How YouTube Stores Its Data
YouTube has a massive amount of data to store, with millions of users all around the globe. There are rarely issues with uploads or streaming from their website, which begs the question: How do they store all that data?
Video files are large, and every day new users are creating content, interacting on the website. Many people purchase YouTube likes, further increasing the flow of traffic through YouTube. Their data is stored along with the rest of Google’s data, using Google’s innovative storage solution, Google BigTable.
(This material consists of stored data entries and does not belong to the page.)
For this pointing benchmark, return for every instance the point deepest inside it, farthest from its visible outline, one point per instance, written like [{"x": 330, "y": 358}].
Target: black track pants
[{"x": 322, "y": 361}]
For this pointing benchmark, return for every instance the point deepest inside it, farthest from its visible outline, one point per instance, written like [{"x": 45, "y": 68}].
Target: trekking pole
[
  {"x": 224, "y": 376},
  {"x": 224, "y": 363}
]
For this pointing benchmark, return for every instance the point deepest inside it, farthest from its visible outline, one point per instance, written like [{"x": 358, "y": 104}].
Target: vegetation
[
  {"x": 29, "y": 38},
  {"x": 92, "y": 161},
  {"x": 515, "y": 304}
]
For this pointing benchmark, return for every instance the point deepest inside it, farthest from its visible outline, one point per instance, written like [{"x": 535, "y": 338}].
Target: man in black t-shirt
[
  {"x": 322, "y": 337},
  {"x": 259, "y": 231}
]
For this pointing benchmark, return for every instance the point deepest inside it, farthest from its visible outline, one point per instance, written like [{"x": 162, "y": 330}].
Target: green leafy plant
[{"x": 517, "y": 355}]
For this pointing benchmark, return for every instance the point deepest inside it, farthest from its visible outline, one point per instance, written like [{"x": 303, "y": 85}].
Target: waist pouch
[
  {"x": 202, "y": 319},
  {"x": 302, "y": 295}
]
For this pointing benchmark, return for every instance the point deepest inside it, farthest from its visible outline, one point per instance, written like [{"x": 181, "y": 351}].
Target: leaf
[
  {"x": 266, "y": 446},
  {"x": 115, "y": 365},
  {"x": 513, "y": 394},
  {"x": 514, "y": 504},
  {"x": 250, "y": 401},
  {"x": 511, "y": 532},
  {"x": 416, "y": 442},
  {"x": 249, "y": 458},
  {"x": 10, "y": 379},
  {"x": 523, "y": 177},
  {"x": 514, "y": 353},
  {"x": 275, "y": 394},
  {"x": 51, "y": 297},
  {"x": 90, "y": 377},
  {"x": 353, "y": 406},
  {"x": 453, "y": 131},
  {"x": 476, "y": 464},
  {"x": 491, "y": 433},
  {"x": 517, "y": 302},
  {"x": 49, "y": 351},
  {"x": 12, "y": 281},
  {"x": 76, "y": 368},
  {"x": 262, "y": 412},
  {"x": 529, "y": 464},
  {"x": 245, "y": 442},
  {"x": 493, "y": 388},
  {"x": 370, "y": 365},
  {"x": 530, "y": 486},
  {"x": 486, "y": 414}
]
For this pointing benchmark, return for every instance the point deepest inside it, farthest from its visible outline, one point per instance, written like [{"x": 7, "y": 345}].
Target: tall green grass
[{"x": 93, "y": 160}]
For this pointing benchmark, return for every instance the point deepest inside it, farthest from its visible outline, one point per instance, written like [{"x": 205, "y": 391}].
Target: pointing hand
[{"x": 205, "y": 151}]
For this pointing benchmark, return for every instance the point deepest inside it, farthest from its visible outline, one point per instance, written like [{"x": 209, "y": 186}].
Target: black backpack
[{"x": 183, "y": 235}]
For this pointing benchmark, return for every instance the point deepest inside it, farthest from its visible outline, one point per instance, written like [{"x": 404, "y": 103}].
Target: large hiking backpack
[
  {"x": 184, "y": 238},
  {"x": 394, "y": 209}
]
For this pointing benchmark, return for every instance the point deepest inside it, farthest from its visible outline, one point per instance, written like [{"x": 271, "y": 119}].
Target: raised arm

They also employ a lot of
How Much Data Does YouTube Need?
YouTube has come a long, long way since its launch in 2005. At the moment, no one really knows how much data is stored for YouTube alone. This is not surprising, given that there are over 50,000 hours of video uploaded daily on their servers. You can imagine that if they’d ever reveal the size of their database, it would be a fluctuating number that is steadily increasing.
What Is Google BigTable?
BigTable is a compressed wide-column storage system that Google uses to store data on an enormous scale. Development of BigTable began in 2004, and it was launched within the next year. It was the most innovative storage solution available at the time and is now used to store data for multiple Google applications such as Google Earth, YouTube, Google Maps, and many more (up to sixty Google products).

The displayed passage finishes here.